Beverages had their own set of issues. A visit to Unity Vibration for kombucha beer yielded mixed results; we tried a seasonal Silver Branch beer, which was a kombucha-cider hybrid with a mild flavor similar to a hard cider and none of the usual kombucha funkiness, so not bad, but the raspberry had an off, somewhat medicinal, flavor that was unpleasant.

“Medicinal” also came into play when tasting cherry wines at Cherry Republic. (One taster may have said, “Nyquil.”) A hard cherry cider was better received as it wasn’t nearly as cloying as the wines, but the hard apple-cherry cider was overly sweet and had a strong, muddy aftertaste.

We were pleased with the quality of Michigan wines at Vin Bar, which does a great job at proving that northern-climate wines need not be relentlessly saccharine. But when a bottle of pinot noir retails for $30 and is comparable in quality to an $8 bottle from California or Argentina, it raises questions about the cost of buying local.

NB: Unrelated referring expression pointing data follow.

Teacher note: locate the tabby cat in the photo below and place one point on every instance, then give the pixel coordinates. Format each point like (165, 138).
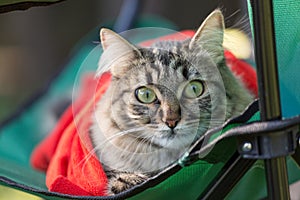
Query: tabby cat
(160, 100)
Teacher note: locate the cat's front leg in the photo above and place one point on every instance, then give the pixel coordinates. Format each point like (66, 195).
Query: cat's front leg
(121, 181)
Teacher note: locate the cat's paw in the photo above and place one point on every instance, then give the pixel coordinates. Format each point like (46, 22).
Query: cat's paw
(123, 181)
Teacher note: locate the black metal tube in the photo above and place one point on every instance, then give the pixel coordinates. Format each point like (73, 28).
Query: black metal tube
(266, 60)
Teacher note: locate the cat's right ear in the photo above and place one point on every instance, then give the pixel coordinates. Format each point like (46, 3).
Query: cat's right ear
(119, 53)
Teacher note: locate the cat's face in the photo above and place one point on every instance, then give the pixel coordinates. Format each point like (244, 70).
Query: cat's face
(164, 97)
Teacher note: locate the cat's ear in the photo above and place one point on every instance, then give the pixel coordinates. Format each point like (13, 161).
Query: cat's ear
(119, 53)
(210, 35)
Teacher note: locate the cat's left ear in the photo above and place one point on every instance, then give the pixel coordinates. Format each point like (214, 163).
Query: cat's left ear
(210, 35)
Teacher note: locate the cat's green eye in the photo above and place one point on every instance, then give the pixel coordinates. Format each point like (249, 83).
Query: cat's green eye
(145, 95)
(194, 89)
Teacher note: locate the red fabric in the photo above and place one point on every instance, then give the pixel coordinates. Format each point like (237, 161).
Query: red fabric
(70, 167)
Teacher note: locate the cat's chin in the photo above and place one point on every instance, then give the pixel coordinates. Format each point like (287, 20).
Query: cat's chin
(173, 140)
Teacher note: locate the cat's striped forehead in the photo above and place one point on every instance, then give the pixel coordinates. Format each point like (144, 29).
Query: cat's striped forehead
(168, 61)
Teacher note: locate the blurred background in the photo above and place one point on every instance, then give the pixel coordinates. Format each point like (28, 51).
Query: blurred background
(36, 43)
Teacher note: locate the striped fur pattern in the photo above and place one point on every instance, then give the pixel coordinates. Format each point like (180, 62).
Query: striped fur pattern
(133, 139)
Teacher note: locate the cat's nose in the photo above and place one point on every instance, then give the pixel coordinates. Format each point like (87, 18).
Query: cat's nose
(171, 123)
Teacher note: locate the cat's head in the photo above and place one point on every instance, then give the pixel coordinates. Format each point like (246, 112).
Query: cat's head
(169, 93)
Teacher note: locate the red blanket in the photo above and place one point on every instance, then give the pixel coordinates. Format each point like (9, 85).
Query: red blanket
(70, 167)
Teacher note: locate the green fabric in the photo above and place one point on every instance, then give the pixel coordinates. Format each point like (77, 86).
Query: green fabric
(287, 33)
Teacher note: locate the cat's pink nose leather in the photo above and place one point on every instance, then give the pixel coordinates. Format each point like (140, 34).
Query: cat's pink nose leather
(172, 123)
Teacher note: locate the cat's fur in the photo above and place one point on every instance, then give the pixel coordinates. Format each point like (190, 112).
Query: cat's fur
(134, 140)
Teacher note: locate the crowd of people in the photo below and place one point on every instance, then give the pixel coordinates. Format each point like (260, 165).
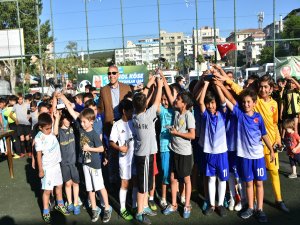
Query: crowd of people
(230, 135)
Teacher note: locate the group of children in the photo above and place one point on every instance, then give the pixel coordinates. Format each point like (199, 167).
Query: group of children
(232, 139)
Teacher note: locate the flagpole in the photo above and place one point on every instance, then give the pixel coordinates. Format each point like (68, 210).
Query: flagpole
(214, 21)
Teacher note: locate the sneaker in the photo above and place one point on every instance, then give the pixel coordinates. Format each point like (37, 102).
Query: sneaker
(152, 205)
(231, 204)
(282, 206)
(16, 156)
(292, 176)
(204, 206)
(221, 211)
(47, 218)
(261, 216)
(126, 215)
(149, 212)
(62, 209)
(169, 210)
(247, 213)
(163, 205)
(209, 210)
(187, 212)
(107, 215)
(70, 207)
(142, 219)
(238, 207)
(95, 214)
(76, 210)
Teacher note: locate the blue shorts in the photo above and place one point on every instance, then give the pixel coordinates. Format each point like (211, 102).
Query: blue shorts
(165, 167)
(217, 165)
(252, 169)
(232, 161)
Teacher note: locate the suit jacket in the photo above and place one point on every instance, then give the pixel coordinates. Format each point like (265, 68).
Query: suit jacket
(106, 107)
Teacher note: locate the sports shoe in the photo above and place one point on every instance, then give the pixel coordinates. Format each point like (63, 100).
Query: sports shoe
(231, 204)
(142, 219)
(221, 211)
(62, 209)
(209, 210)
(107, 215)
(238, 207)
(187, 212)
(126, 215)
(292, 176)
(152, 205)
(147, 211)
(261, 216)
(247, 213)
(163, 205)
(280, 205)
(70, 207)
(169, 210)
(47, 218)
(95, 214)
(76, 210)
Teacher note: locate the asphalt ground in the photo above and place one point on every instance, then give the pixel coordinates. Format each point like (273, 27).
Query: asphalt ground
(20, 200)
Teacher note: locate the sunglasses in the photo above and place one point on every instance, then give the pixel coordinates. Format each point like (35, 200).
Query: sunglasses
(112, 73)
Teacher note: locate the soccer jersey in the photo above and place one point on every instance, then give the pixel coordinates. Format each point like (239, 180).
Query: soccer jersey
(182, 123)
(49, 146)
(144, 132)
(215, 134)
(250, 129)
(122, 132)
(166, 119)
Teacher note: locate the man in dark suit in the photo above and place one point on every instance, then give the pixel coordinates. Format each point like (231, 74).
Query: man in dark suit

So if you have the opportunity to travel to Ann Arbor, take it, and try the places we recommend above. For a city with a population of about 100,000, there are some amazing things going on.

Disclaimer
The Ann Arbor CVB paid my round-trip airfare, which included a middle seat in coach on a packed flight on the way there and a toddler with an iPad behind me on the way back. There were four nights of lodging at a very nice downtown hotel, complete with a teenage girls’ ice skating team on my floor the last night that won their competition and stayed up late celebrating. The CVB handled my in-town transportation, entertainment, and food, including meals at restaurants, and I came home with some free keepsakes including infused olive oils and vinegar, a jar of honey, dried cherries, and a cold from the people coughing and sneezing on the return flight.